History Taking: Listening vs Interrupting

What are the three most important parts of an initial consultation? As the old saying goes: “History, history, history”. There are many facets to the history taking, such as the language used and style of questioning adopted (to name but two), but the focus of this blog is not how a clinician speaks; rather how (or if) they listen.

On average, an individual brings between 1.2 – 3.9 concerns to a consultation and it is worth noting that the order they present them in is not necessarily related to the order of their importance. Therefore, the earlier we interrupt their narrative the higher the chance they will not reveal all of their concerns, resulting in a difficulty in managing their expectations (as those expectations are unknown) and an understandable negative influence on outcomes. Yet we (clinicians) all do this.

We may do this as we are worried that if we don’t interrupt an individual speaking they will just continue to speak indefinitely. Perhaps we are also running late in clinic which compounds this worry. Maybe we also have certain details we want to document as we consider them important, so we interrupt discussion whilst we think of them and they feel relevant to a comment just made; or maybe we just have a very structured initial assessment pro forma which we favour adhering to with minimal flexibility (this is the main reason I’m personally not a fan of ‘initial assessment forms’).

Research suggests that on average it seems to only take 18-23 seconds for a clinician to interrupt. However, when individuals are allowed to speak freely in a consultation they usually only do so for 60-150 seconds before stopping.

We must constantly remind ourselves that there is plenty of time to go back and ask questions to ensure we solicit the information we want/need (if there isn’t then a review of the diary time allocated to initial consultations is sensible).

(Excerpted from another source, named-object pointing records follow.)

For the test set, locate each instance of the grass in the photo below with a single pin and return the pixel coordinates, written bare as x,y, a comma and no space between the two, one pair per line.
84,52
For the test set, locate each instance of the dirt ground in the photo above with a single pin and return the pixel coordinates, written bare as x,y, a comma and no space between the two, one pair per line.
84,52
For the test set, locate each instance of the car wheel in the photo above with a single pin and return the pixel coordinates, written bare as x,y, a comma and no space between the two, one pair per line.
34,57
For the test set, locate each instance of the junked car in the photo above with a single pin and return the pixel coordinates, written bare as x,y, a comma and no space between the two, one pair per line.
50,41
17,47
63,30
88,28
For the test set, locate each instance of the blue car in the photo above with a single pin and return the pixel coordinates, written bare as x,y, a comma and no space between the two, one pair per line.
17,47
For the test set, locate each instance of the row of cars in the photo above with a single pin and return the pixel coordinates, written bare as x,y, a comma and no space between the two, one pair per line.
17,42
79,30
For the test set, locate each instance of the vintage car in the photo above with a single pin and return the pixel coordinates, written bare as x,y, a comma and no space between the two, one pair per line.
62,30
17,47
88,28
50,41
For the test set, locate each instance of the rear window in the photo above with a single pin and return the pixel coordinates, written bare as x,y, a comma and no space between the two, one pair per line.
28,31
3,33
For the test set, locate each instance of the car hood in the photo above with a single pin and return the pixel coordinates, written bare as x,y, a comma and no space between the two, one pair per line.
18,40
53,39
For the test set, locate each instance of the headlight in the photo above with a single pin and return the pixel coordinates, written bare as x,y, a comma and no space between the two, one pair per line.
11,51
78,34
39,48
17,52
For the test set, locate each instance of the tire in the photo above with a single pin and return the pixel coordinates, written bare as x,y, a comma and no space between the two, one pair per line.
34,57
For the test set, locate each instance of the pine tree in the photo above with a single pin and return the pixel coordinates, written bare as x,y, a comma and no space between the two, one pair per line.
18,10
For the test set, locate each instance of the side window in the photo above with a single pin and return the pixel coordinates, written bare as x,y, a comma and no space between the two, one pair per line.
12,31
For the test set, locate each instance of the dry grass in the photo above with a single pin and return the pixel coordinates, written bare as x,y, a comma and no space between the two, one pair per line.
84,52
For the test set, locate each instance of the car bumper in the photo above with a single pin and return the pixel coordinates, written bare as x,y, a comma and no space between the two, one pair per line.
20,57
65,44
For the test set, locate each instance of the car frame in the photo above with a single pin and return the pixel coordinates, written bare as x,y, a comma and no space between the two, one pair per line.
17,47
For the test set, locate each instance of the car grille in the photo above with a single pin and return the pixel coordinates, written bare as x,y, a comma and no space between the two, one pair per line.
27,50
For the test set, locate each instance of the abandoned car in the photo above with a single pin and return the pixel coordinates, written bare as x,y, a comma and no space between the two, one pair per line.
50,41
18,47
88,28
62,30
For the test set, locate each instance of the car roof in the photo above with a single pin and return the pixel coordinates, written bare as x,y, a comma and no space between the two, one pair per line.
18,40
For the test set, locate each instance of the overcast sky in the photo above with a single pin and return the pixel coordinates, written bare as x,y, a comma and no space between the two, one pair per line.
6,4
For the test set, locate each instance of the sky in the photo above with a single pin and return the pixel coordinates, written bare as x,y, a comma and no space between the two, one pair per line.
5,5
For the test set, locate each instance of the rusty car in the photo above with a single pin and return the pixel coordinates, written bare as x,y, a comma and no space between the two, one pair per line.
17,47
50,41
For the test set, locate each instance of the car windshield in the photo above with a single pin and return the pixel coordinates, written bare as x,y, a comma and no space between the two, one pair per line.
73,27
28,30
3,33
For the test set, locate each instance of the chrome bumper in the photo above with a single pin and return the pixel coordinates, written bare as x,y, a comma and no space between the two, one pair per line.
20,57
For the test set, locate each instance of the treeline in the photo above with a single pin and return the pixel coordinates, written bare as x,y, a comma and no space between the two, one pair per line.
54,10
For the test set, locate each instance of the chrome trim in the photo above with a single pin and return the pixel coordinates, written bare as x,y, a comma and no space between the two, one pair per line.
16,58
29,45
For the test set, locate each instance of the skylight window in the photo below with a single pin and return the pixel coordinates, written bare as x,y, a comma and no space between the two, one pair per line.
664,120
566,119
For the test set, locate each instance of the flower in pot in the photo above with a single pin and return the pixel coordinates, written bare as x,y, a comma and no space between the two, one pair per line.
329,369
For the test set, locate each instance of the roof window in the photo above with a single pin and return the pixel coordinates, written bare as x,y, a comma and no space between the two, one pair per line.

Ideally, a clinician could commence a consultation with an open question such as “So tell me what brings you in here today?” or “Talk me through your main concerns” and then sit back and actively listen. The key is then to not interrupt. That means not to speak until the individual has naturally concluded their opening comment/s. Try it in clinic next time you see someone for the first time, and make note of two things. Firstly, did you manage to achieve it (and if so how many times did you have to stop yourself from interrupting)? Secondly, roughly how long did they actually speak for?

References:

Heritage, J. and Robinson, J.D., 2006. The structure of patients’ presenting concerns: physicians’ opening questions. Health communication, 19(2), pp.89-102.

Dyche, L. and Swiderski, D., 2005. The effect of physician solicitation approaches on ability to identify patient concerns. Journal of general internal medicine, 20(3), pp.267-270.

Beckman, H.B. and Frankel, R.M., 1984. The effect of physician behavior on the collection of data. Annals of Internal medicine, 101(5), pp.692-696.

Marvel, M.K., Epstein, R.M., Flowers, K. and Beckman, H.B., 1999. Soliciting the patient’s agenda: have we improved?. Jama, 281(3), pp.283-287.

White, J.C., Rosson, C., Christensen, J., Hart, R. and Levinson, W., 1997. Wrapping things up: a qualitative analysis of the closing moments of the medical visit. Patient Education and Counseling, 30(2), pp.155-165.

Rahman, A. and Tasnim, S., 2007. Twelve tips for better communication with patients during history-taking. The Scientific World Journal, 7, pp.519-524.